Glass will be leading the patent prosecution.

Novelty and major advantages

We are taking a known technique, canonical correlation analysis, applying it to neural data to

extract neural features, and using these neural features to detect task-related brain states. Based

on classification performance criteria, we identify the specific regional connectivity that

distinguishes task-related brain states. That is, we can now read the brain's network activity,

expressed as the degree to which each pair of regions activates/de-activates in a correlated way.

From that network map, we can tell not what someone is thinking, but what he/she is trying to

do.
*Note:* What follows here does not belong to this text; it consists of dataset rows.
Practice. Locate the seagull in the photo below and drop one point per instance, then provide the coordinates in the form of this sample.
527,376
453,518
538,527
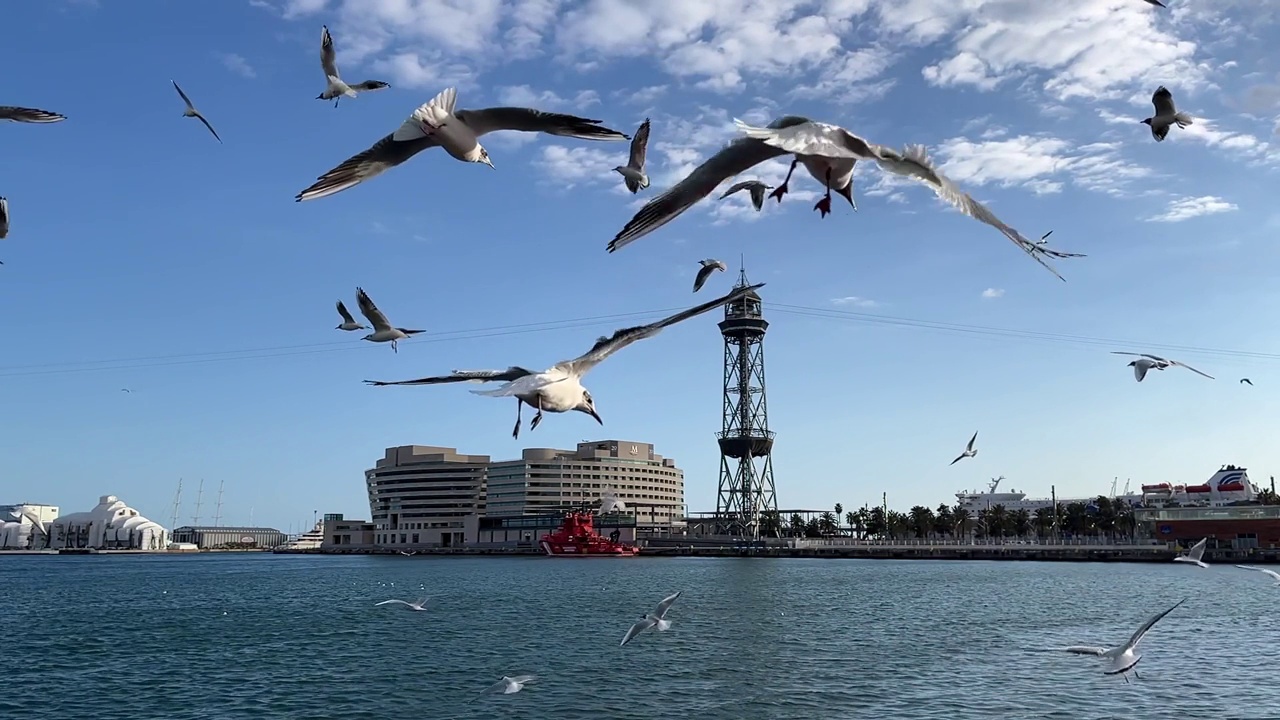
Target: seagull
969,451
348,323
1166,114
420,605
191,112
632,173
412,137
656,619
383,329
336,90
814,139
1124,657
560,387
507,686
737,156
1194,554
1153,363
28,115
757,190
709,265
1272,573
To our knowledge, this has not been done before.

57

The most immediate use case is closed-loop DBS for psychiatric purposes. We have algorithms

that can change behavior using DBS during standard cognitive tasks. This new invention adds a

missing piece -- telling when a patient is in a "task-like state" or "vulnerable network state".

When we detect that, we would then apply our existing brain stimulation algorithms. Basically,

this new algorithm would detect when a patient is trying to do something with which he/she

tends to need help, then would apply that help.

Each of these network decoders turns out to rely on a small subset of brain regions to guide

accurate classification. The subset of important features we have identified per patient could be

useful for guiding personalized implant locations. If we know that network activity in only these

regions is sufficient to understand someone's mental state, then we should target stimulating and

recording implants to those regions.

We imagine that detecting cognitive brain states could have implications beyond treating

refractory neuropsychiatric illness. For example, knowledge of cognitive state could be insightful

during monitoring of coma patients, rehabilitating cognitive function after strokes, gauging

awareness and emotional state of soldiers, or identifying vulnerable periods for addicts.